Last modified: 2013-02-06 20:35:35 UTC
The preview of the replacement to be made by the following regex does not match what is actually replaced. Original text: Document Number=(POL|PRO) [0-9]+\.([0-9]+) Replacement text: $2 The original texts are of the form: Document Number=POL 1.23 Document Number=PRO 23.5 Document Number=PRO 2.9 and so on. The idea is to be left with: Document Number=23 Document Number=5 Document Number=9 i.e. strip what are actually document types and manual section numbers, and leave only what's after the dot. The regex I gave above, when previewed with these original values, only highlights: Document Number=POL 1.2 Document Number=PRO 23.5 Document Number=PRO 2.9 That is, it is not being greedy about the numbers after the dot, but it is being so with the numbers before it. I tried removing the nongreedy-ing 'U' in $targetStr = "/$target/U"; in SpecialReplaceText.php extractContext(), and it correctly highlighted the whole thing. But I haven't really read though the ramifications of doing that. Anyway, the point is that when I actually *run* the replacement (with unmodified code) the correct, greedy, replacement *is* made! I hope this all makes sense. :-) Thanks!

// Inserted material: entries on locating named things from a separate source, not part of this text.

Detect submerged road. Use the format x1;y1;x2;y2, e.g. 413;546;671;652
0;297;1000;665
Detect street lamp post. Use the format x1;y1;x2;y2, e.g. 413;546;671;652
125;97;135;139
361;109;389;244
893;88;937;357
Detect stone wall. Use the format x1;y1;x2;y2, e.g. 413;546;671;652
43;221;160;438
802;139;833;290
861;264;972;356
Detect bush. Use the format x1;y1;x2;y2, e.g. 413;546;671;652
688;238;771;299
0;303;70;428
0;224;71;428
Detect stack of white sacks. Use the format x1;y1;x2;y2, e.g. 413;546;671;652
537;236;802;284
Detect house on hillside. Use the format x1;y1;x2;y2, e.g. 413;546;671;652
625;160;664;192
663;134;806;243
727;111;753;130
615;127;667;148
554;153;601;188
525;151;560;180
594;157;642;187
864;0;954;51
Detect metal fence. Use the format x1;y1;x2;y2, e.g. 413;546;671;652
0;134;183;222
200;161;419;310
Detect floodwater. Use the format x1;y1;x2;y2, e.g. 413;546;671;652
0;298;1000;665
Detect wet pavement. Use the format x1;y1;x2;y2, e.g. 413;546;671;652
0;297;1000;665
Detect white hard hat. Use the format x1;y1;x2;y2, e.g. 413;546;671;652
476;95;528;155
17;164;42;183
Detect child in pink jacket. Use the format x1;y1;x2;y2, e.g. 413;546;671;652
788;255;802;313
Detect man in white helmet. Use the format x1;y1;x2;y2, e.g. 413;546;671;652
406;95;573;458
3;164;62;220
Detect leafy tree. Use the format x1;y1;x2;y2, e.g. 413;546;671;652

I'm not surprised that there are differences between the two, since one uses PHP's regex handling, and the other uses MySQL's (or whatever database system is being used) - actually, the surprising thing is that the two work as similarly as they do. It would probably take a lot of work to get the two to match each other more closely.
Well, I guess it's much faster this way, and one just needs to know to construct regexes that are compatible with both PHP and the DBMS. But I think what I'm seeing here is not about incompatibility between the regex engines: because the lines are being found correctly, but just highlighted wrongly. The process seems to be as follows.... To preview, in SpecialReplaceText.php: 1. Use the DB's regexp to find the pages -- regexCond(): "$column $op " . $dbr->addQuotes( $regex ); 2. Then find the lines in each page that match -- preg_match_all("/$target/", $text, $matches, PREG_OFFSET_CAPTURE); 3. Then, for each matching line, highlight the result -- $targetStr = "/$target/U"; preg_replace( $targetStr, '<span class="searchmatch">\0</span>', $snippet); 4. Then create the job, saving the page name, regex, etc. Then to replace, ReplaceTextJob.php: 1. For each job, create new text -- preg_replace( '/'.$target_str.'/U', $replacement_str, $article_text, -1, $num_matches ); So is it just a matter of removing the Ungreedy modifiers? That fixes the highlighting problem that I'm seeing, but I'm sure other people know better than I about what else that would break! Thanks for taking the time to look at this. :-)